Let me help you get your team up to speed in Tapestry ... fast. Visit howardlewisship.com for details on training, mentoring and support!

Monday, July 24, 2006

Maven Thoughts

As much as I disliked Maven 1 , I've come to enjoy and rely on Maven 2.

It's getting things done for me. It's fast. The Maven plugin for Eclipse (that is, an Eclipse Plugin that support Maven, rather than the Maven plugin that generates Eclipse control files) seems to work well, automatically picking up changes to my pom.xml, as well as automatically downloading dependencies. And I'm using it in a tough way, given that I'm also using AJDT on the same projects.

I also think that the new "almost plain text" format is a godsend; it makes it much eaiser to quickly assemble good documentation. I'm trying to write documentation before writing code for Tapestry 5.

Still, maybe 20% of the time, I don't feel that I'm using a tool so much as appeasing a petty god. There's still a number of things I can do easily in Ant that seem to require writing Maven Mojos and plugins to do in Maven.

4 comments:

Eugene Kuleshov said...

Thanks Howard.
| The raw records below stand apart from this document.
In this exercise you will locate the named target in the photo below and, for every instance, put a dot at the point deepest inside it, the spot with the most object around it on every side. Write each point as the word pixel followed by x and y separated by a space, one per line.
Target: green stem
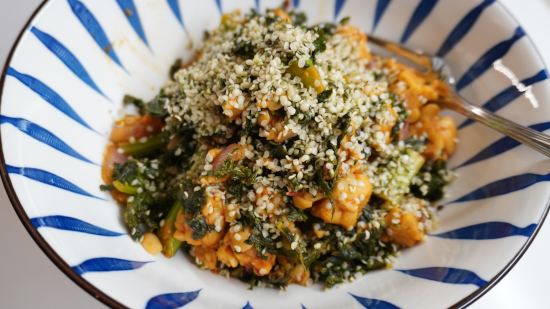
pixel 152 143
pixel 124 188
pixel 170 245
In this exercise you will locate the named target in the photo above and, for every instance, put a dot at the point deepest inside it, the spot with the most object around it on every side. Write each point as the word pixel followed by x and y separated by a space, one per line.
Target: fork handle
pixel 527 136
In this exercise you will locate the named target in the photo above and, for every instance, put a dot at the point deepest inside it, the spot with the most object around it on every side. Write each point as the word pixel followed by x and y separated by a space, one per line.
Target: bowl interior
pixel 75 61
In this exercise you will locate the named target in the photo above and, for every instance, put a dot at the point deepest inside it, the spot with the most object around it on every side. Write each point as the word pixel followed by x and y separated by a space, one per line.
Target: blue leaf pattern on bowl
pixel 503 186
pixel 381 6
pixel 371 303
pixel 338 5
pixel 129 9
pixel 486 61
pixel 446 275
pixel 172 300
pixel 420 13
pixel 463 27
pixel 219 4
pixel 502 145
pixel 67 58
pixel 72 224
pixel 42 135
pixel 508 95
pixel 482 231
pixel 94 29
pixel 488 230
pixel 47 178
pixel 48 95
pixel 104 264
pixel 175 7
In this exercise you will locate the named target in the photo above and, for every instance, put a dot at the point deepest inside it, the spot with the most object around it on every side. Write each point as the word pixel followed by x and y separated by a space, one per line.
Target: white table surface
pixel 28 279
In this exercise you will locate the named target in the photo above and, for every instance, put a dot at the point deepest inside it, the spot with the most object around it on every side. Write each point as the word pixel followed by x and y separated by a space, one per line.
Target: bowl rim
pixel 111 302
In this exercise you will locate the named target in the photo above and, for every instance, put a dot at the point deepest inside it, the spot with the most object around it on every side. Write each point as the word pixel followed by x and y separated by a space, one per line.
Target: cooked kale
pixel 257 239
pixel 193 201
pixel 127 172
pixel 402 114
pixel 199 225
pixel 104 188
pixel 436 184
pixel 153 143
pixel 320 44
pixel 235 171
pixel 296 214
pixel 155 107
pixel 324 96
pixel 245 50
pixel 344 21
pixel 176 66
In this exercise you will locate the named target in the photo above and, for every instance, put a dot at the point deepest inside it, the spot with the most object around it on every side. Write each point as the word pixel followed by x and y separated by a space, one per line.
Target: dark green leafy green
pixel 199 225
pixel 176 67
pixel 104 188
pixel 155 107
pixel 436 184
pixel 296 214
pixel 193 201
pixel 236 172
pixel 320 44
pixel 153 143
pixel 344 21
pixel 324 96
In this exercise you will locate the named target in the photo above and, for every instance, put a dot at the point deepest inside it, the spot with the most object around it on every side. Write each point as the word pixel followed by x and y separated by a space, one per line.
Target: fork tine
pixel 415 57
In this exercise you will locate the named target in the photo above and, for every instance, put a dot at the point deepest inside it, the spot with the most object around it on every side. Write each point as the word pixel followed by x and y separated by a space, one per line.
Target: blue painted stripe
pixel 171 301
pixel 106 264
pixel 446 275
pixel 463 27
pixel 371 303
pixel 67 58
pixel 503 186
pixel 486 61
pixel 502 145
pixel 488 230
pixel 94 29
pixel 508 95
pixel 71 224
pixel 48 178
pixel 420 13
pixel 338 5
pixel 129 10
pixel 175 7
pixel 48 95
pixel 42 135
pixel 381 7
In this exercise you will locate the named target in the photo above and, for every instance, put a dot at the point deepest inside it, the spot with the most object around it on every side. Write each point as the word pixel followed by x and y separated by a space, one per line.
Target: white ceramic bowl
pixel 62 89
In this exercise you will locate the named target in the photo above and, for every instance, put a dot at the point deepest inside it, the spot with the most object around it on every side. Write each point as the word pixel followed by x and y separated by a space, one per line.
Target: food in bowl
pixel 283 154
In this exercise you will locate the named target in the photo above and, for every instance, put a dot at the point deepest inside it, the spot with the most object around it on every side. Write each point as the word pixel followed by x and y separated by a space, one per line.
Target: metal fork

Glad you liked the Eclipse plugin. I hope to continue working on it.

By the way, you owe me some requirements for "commons" subproject for ASM. If you remember, we briefly chatted about it at JavaOne...

Unknown said...

I'll try and keep those ideas together as I work on Tapestry 5 IoC, in terms of what kind of classes I'm creating. I've been changing the ClassFab interface (the API used when creating new classes) to move more common behaviors into the interface. I think Tapestry 5 will have a hard dependency on Javassist, more so than HiveMind, because Tapestry 5 (for pages and components) does a lot fo AOP transformations of the class ... introducing interfaces, replacing fields with methods, etc.

Brett Porter said...

Still, maybe 20% of the time, I don't feel that I'm using a tool so much as appeasing a petty god.

:)

I think I know how you feel at times. There are a few areas where it could be much easier to use.

I've been meaning to add "easier plugin scripting" to the list for some time, so I've done that now. I think there are certainly situations where you kind of want an "inline plugin" for one shot use, without changing the way things work or discouraging reuse too much.

Anyway, I'm glad its working out for you. I'm finding the same thing with APT myself, scribbling design docs as I go meaning that there will actually be something there for the next sucker :)

Eugene Kuleshov said...

Howard, those are really good candidates for ASM commons library. It would be great if you could publish list of the transformations you using somewhere.